Samedi, le Hamas, considéré comme une organisation terroriste par Israël, les Etats-Unis et l'Union européenne, a assuré qu'il ne renoncerait pas à ses exigences: "un cessez-le-feu complet", un retrait israélien de Gaza, un retour des déplacés et un accord "sérieux" d'échange d'otages et de prisonniers palestiniens détenus par Israël.

M. Netanyahu a rétorqué dimanche qu'il n'y aurait pas de cessez-le-feu sans la libération de tous les otages.

\- Situation "plus que catastrophique" -

La guerre a été déclenchée le 7 octobre, lorsque des commandos du Hamas infiltrés depuis la bande de Gaza ont mené une attaque sans précédent dans le sud d'Israël, entraînant la mort de 1.170 personnes, en majorité des civils, selon un bilan établi par l'AFP à partir des chiffres officiels israéliens.

Plus de 250 personnes ont été enlevées et 129 sont toujours détenues à Gaza, dont 34 sont mortes d'après des responsables israéliens.

En représailles, Israël a juré de détruire le Hamas et lancé une offensive qui a fait jusqu'à présent 33.207 morts, la plupart des civils, et près de 76.000 blessés à Gaza, selon le ministère de la Santé du Hamas.

La guerre a aussi provoqué une catastrophe humanitaire dans le territoire de 2,4 millions d'habitants assiégé par Israël, où l'aide humanitaire contrôlée par Israël arrive au compte-gouttes depuis l'Egypte.
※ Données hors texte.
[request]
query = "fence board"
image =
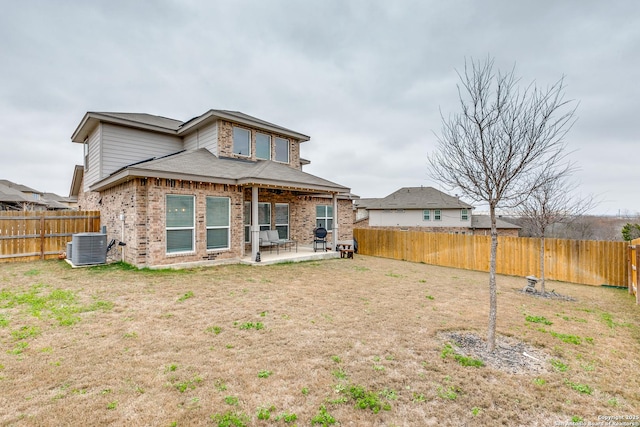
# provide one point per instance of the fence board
(26, 236)
(578, 261)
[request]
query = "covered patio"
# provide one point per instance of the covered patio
(304, 253)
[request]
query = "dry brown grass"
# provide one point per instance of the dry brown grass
(124, 362)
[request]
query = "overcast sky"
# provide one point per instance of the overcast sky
(366, 80)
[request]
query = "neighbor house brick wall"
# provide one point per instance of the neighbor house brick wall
(506, 232)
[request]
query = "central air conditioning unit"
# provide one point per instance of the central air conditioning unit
(89, 248)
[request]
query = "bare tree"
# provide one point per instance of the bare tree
(552, 203)
(497, 149)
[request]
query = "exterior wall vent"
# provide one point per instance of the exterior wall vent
(89, 248)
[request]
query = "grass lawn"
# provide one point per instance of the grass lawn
(350, 342)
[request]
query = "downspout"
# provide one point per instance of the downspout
(255, 228)
(334, 238)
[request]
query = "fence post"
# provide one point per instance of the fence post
(637, 275)
(41, 236)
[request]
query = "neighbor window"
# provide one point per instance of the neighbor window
(324, 216)
(241, 141)
(282, 150)
(218, 222)
(263, 146)
(264, 216)
(180, 223)
(282, 220)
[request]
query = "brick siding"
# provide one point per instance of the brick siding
(143, 205)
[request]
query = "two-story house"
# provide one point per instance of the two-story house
(425, 209)
(183, 192)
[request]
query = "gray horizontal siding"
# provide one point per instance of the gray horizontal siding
(92, 168)
(413, 218)
(123, 146)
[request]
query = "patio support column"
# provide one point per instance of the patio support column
(255, 227)
(334, 237)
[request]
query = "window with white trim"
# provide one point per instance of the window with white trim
(282, 220)
(218, 214)
(324, 216)
(241, 141)
(263, 146)
(264, 216)
(180, 220)
(282, 150)
(247, 222)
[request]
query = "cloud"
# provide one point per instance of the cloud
(365, 79)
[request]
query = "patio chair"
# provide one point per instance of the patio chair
(274, 237)
(320, 239)
(265, 241)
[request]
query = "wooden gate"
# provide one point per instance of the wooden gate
(28, 236)
(634, 268)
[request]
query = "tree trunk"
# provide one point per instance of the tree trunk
(542, 265)
(493, 294)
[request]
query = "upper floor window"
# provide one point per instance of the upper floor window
(241, 141)
(218, 222)
(282, 150)
(263, 146)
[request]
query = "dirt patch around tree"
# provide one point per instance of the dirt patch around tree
(510, 355)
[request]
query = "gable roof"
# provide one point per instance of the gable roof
(418, 198)
(172, 126)
(201, 165)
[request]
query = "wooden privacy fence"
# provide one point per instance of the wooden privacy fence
(634, 269)
(27, 236)
(578, 261)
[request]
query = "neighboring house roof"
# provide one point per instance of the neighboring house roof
(484, 221)
(364, 203)
(173, 126)
(418, 198)
(201, 165)
(11, 194)
(19, 187)
(54, 201)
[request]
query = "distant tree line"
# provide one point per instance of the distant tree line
(585, 227)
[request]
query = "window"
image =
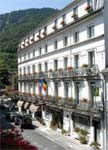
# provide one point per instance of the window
(24, 56)
(46, 48)
(91, 58)
(55, 65)
(92, 97)
(20, 71)
(33, 53)
(46, 66)
(55, 45)
(45, 29)
(28, 70)
(76, 61)
(55, 23)
(65, 41)
(75, 10)
(77, 90)
(89, 2)
(24, 70)
(66, 90)
(76, 37)
(65, 62)
(91, 31)
(29, 55)
(33, 68)
(39, 67)
(56, 89)
(63, 22)
(40, 51)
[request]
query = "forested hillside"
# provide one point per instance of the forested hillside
(15, 25)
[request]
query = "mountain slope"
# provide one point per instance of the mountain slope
(15, 25)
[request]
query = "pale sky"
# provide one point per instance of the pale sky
(12, 5)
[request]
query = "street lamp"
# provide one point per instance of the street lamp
(105, 108)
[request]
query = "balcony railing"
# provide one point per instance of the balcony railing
(69, 103)
(75, 72)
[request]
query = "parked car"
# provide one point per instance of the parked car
(11, 116)
(18, 120)
(26, 122)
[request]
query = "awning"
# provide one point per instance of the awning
(33, 108)
(20, 103)
(26, 105)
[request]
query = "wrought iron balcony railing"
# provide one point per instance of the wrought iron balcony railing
(72, 73)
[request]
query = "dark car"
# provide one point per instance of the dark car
(26, 122)
(18, 120)
(11, 116)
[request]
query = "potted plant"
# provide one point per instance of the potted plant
(75, 16)
(44, 33)
(60, 69)
(53, 125)
(69, 68)
(84, 65)
(50, 70)
(54, 27)
(95, 145)
(63, 131)
(89, 8)
(83, 140)
(62, 23)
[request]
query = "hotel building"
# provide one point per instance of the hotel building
(67, 54)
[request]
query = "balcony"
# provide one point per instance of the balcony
(81, 72)
(73, 72)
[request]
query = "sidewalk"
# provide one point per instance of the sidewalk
(66, 141)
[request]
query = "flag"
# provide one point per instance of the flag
(45, 85)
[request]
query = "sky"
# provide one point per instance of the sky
(12, 5)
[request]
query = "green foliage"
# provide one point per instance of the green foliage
(77, 129)
(83, 132)
(94, 143)
(15, 25)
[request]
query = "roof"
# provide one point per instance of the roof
(52, 18)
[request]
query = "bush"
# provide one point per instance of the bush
(77, 129)
(83, 140)
(83, 132)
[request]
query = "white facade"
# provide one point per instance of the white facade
(69, 53)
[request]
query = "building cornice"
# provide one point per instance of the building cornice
(64, 49)
(62, 11)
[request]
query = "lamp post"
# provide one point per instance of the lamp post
(105, 108)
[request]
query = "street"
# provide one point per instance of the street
(42, 142)
(32, 136)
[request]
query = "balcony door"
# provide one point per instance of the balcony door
(91, 58)
(77, 92)
(76, 61)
Dimanche, plusieurs agences des Nations unies et des organisations humanitaires ont qualifié de "plus que catastrophique" la situation à Gaza.

"Les maisons, écoles, hôpitaux sont en ruines. Les enseignants, médecins, humanitaires sont tués. La famine est imminente", a affirmé sur X la directrice exécutive de l'Unicef, Catherine Russell.

La guerre a également des répercussions à la frontière entre le Liban et Israël. L'armée israélienne a affirmé dimanche avoir achevé une "nouvelle phase" dans sa préparation à "la guerre" à cette frontière où les échanges de tirs meurtriers avec le Hezbollah libanais, allié du Hamas, s'intensifient.

L'ONU a appelé lundi à l'arrêt de ces violences afin d'éviter "une détérioration supplémentaire d'une situation déjà alarmante".